Looking After Yourself And Your Baby During Pregnancy
Whether you're planning for pregnancy or have fallen pregnant, diet, exercise, and wellbeing are central to healthy, happy development. Get ready to be bombarded with information, whether from family and friends or internet cookies following you around the web. The trick to deciphering it all is reminding yourself that every pregnancy is unique. Listen to your body; it knows what you need better than any search result, and only take on board positive content that prepares rather than scares.
With that in mind, we're going to focus on the things you can do – rather than those you can't – fuelling confident pregnancy experiences all-round.
Becoming the queen of snacks
Pregnancy is measured in three stages: first, second and third trimester. Many women cannot stomach as much food during the first trimester, with surging hormones causing nausea and sickness. Managing this can be tricky – both Mother and baby need enough food to develop – but that's hard when random smells trigger a run to the toilet. To alleviate this, consider a little and often approach to meals. Moving into the second and third trimester, this approach makes even more sense, as the growing bump takes room away from the stomach, making it harder to physically fit big meals in.
Little and often might look like this: A light breakfast, lunch, and dinner, interspersed with healthy snacks to keep energy up. By snacks, we suggest grabbing humous, guacamole, fruit, carrot sticks, Greek yoghurt, seeds, or nuts, to name just a few. Making a personalised trail mix is a great way to get all the good stuff exactly as you like it, so why not have some fun making your own recipe. Need some inspiration? Here's our trail mix template:
Combine a few of these in a tasty combo:
- Nuts, e.g., pistachios, pecans, walnuts, almonds
- Seeds, e.g., sunflower, sesame, flax, pumpkin
- Dried fruit, e.g., banana, cranberries, cherries, mango, dates
- Grains, e.g., granola, toasted oats, puffed rice, popcorn
- Fun bits, e.g., cacao nibs, dark chocolate, coconut
- Spice it up, e.g., cinnamon, nutmeg, sea salt, chilli powder
Alcohol-free isn't a drag anymore
From the moment a pregnancy test shows positive, it's time to wave goodbye to alcohol. While research suggests you can have a small amount, we wonder 'why bother' when so many tasty alternatives are available. More people, even outside of pregnancy, are choosing to go teetotal, and as the trend takes hold, the variety and quality of alcohol-free drink increases. Numerous alcohol-free spirits, wines, and beers quench the thirst for something special, most tasting the same if not better than their alcoholic predecessors. Taste without negative health implications or hangover – win, win, right? Not only that, the range of traditional soft drinks is expanding beyond sugary coke and lemonade, a welcome sight for any teetotaller.

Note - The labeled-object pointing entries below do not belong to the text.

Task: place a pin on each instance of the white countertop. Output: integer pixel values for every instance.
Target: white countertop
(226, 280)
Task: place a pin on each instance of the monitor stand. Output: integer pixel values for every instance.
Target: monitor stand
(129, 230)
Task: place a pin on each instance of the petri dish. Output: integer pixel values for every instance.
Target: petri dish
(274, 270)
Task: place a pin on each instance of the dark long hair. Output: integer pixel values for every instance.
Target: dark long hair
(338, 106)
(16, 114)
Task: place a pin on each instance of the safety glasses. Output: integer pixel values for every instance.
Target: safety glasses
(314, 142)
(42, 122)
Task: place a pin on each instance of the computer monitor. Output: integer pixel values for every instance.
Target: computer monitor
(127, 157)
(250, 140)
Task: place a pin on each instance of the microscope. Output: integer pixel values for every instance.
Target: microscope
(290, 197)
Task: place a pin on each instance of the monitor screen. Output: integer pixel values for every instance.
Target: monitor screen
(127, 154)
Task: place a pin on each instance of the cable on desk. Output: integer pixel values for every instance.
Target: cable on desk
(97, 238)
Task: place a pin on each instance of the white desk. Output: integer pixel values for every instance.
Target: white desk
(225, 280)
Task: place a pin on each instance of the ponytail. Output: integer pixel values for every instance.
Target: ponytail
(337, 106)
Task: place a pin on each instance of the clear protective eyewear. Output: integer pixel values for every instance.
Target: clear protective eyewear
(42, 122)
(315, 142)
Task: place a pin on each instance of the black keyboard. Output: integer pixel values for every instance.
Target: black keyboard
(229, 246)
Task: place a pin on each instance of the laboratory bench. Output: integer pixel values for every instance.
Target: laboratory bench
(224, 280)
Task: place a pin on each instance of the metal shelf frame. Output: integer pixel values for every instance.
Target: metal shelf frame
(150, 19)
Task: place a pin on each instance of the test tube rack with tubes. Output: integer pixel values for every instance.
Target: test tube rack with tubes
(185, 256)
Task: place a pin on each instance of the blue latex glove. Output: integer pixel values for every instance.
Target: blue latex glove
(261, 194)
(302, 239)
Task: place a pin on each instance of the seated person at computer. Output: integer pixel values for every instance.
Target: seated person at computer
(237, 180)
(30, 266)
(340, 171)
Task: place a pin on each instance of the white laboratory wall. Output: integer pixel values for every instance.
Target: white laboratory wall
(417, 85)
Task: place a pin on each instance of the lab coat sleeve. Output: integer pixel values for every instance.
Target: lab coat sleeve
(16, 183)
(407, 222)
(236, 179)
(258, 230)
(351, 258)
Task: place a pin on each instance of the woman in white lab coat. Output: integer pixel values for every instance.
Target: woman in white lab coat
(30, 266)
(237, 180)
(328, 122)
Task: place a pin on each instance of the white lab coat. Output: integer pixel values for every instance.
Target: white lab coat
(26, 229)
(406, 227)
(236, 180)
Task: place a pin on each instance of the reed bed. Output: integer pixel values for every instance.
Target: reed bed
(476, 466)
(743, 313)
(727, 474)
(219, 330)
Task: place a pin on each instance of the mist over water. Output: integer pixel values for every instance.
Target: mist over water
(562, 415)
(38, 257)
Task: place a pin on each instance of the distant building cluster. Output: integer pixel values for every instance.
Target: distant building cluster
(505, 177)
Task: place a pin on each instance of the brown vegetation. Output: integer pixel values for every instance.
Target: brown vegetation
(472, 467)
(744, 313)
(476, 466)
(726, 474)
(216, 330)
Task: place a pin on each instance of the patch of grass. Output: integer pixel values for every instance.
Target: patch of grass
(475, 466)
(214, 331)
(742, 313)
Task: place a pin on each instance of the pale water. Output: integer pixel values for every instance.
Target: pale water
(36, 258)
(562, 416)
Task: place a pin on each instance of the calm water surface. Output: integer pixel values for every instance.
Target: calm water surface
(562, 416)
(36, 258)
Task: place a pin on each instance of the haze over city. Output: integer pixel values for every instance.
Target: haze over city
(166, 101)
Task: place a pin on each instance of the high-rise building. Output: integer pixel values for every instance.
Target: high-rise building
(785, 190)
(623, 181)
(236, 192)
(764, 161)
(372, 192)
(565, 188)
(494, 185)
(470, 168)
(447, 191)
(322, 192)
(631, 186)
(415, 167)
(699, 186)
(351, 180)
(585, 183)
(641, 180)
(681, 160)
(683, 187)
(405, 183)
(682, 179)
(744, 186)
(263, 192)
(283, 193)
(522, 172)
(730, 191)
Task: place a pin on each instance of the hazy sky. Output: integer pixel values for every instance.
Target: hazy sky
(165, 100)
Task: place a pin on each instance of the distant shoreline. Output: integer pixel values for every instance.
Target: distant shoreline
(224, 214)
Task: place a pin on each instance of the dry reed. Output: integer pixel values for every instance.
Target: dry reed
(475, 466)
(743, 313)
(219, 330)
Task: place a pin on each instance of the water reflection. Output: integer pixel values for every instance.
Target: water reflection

A helping hand from multi-vitamins
Eating a balanced diet is essential during pregnancy but not always possible. After all, we lead busy lives and have intense cravings to contend with, some of which aren't the healthiest ("hello, chocolate digestives"). Nevertheless, pregnancy demands some essential nutrients - like folic acid, which supports the development of the baby's spine, spinal cord, and brain during the early stages. Similarly, vitamin D regulates calcium and phosphate levels, which build a baby's bones, teeth, and muscles. Getting enough of these and everything else a growing bump needs is a challenge purely through diet. But don't worry too much; that's where pregnancy multi-vitamins come in handy.

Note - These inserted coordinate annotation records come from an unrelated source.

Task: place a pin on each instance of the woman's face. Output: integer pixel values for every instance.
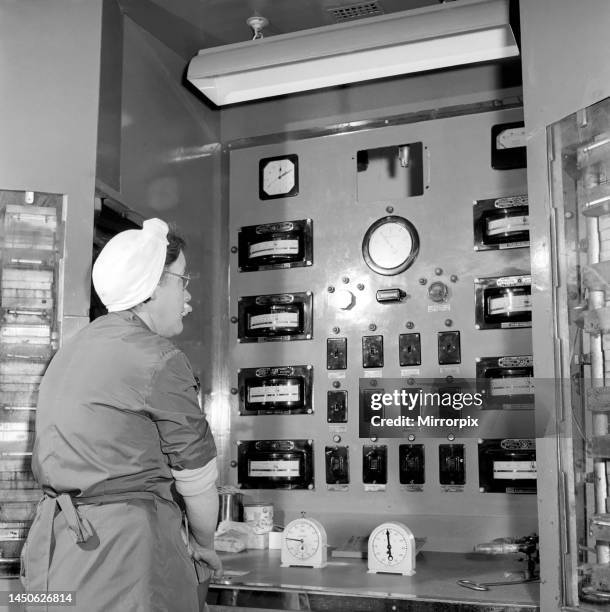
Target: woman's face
(171, 300)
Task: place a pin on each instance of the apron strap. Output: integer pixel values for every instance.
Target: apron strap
(37, 550)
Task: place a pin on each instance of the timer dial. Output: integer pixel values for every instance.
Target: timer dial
(304, 544)
(278, 177)
(392, 549)
(390, 245)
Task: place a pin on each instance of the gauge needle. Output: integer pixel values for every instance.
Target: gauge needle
(387, 535)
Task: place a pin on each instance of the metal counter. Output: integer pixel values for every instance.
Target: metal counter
(345, 585)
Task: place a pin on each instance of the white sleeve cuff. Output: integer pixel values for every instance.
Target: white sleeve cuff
(194, 482)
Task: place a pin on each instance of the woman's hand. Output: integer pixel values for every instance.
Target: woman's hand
(207, 556)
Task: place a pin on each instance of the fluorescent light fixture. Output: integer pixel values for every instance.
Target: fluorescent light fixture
(462, 32)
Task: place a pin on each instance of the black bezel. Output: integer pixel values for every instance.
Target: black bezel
(263, 195)
(274, 450)
(486, 288)
(407, 262)
(302, 375)
(491, 450)
(300, 230)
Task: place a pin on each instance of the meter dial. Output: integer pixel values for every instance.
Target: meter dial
(390, 546)
(278, 177)
(390, 245)
(391, 549)
(304, 543)
(302, 539)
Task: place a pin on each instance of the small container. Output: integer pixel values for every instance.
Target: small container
(229, 506)
(259, 515)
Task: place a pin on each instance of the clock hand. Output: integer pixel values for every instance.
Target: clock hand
(387, 534)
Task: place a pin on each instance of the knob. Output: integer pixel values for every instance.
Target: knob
(438, 292)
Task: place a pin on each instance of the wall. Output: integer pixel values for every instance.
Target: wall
(370, 100)
(460, 171)
(49, 69)
(564, 69)
(169, 167)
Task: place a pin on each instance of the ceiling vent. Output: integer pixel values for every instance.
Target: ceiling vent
(355, 11)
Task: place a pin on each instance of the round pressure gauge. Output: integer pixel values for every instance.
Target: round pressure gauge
(304, 544)
(392, 549)
(390, 245)
(278, 177)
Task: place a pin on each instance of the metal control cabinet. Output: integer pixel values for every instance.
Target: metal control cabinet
(31, 248)
(579, 174)
(379, 314)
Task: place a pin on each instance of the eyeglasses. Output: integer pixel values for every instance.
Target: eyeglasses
(186, 278)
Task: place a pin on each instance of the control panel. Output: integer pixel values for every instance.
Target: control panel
(384, 264)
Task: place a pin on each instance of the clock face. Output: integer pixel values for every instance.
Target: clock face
(278, 177)
(302, 539)
(392, 549)
(510, 138)
(390, 245)
(389, 545)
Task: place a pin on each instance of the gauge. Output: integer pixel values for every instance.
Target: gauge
(304, 544)
(391, 549)
(278, 177)
(390, 245)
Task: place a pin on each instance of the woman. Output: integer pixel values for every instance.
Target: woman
(119, 432)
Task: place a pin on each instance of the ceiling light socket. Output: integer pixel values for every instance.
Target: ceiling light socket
(257, 24)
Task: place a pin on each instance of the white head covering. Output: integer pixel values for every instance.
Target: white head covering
(130, 265)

Pregnancy is a tough job, so a dedicated mix of vitamins and minerals designed for baby growing gives expectant Mum's peace of mind. However, it's worth remembering that taking a pregnancy supplement doesn't mean a poor diet gets the go-ahead; they should be treated as a top-up, supporting dietary areas that might be lacking.

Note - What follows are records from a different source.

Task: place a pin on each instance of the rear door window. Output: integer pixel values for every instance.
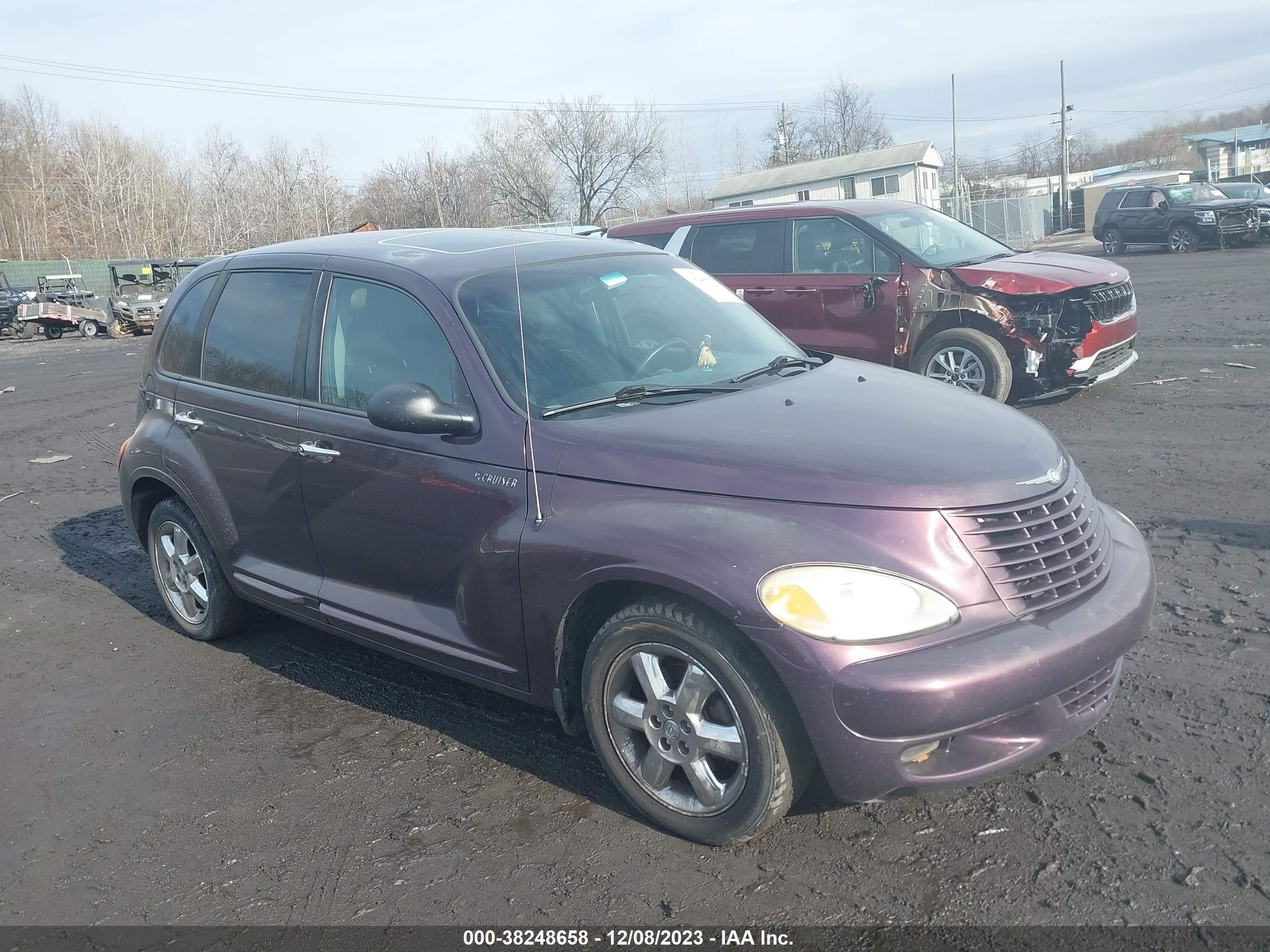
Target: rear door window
(741, 248)
(179, 334)
(376, 336)
(254, 331)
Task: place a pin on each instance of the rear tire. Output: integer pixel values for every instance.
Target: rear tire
(190, 579)
(1183, 239)
(969, 360)
(759, 758)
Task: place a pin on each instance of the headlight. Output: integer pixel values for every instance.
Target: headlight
(843, 603)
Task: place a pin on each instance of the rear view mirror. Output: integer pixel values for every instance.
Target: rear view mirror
(416, 408)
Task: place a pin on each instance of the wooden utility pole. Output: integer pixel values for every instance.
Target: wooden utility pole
(957, 168)
(1064, 214)
(436, 193)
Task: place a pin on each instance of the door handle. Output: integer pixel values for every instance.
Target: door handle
(318, 452)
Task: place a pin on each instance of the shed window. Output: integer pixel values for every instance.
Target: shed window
(885, 186)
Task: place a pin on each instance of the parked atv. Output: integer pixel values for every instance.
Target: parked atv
(139, 290)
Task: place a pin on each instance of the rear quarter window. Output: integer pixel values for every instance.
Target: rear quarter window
(177, 348)
(254, 332)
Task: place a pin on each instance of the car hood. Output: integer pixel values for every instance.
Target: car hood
(847, 433)
(1041, 273)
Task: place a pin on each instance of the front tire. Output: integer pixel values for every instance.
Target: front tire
(691, 725)
(968, 360)
(190, 578)
(1183, 239)
(1113, 241)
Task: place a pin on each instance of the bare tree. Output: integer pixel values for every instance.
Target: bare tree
(845, 121)
(603, 155)
(525, 186)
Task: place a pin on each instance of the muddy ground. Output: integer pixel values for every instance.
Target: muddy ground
(287, 777)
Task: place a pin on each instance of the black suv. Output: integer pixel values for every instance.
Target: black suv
(12, 296)
(1254, 192)
(1181, 217)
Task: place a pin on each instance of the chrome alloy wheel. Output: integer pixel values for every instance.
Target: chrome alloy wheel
(682, 744)
(181, 572)
(959, 367)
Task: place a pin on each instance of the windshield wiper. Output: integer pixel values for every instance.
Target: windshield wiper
(634, 394)
(777, 364)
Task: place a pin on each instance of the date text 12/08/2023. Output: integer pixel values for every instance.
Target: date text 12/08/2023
(625, 937)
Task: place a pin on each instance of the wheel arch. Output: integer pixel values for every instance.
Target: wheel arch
(598, 602)
(963, 318)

So, what should every good pregnancy multi-vitamin contain? Here are a few nutrients to look out for and how the baby uses them:
- Folic acid and folate – development of the spine, spinal cord, and brain
- Vitamin D - regulates levels of calcium and phosphate
- Vitamin C – supports Mum and baby in immunity, repair, and iron absorption
- Iron – supports Mum and baby's blood health
- Calcium – strengthens bones and teeth
- DHA – development of the eyes and brain
- Iodine – development of the brain
There's a lot of information about what women shouldn't do during pregnancy – and anyone expecting should educate themselves on those facts. Growing a baby is an impressive natural process; however, there are loads of tasty, healthy tricks to make the journey easier. Good diet, light exercise, and self-care are the best tools expectant Mums have and getting those right should result in a beautiful bundle of joy.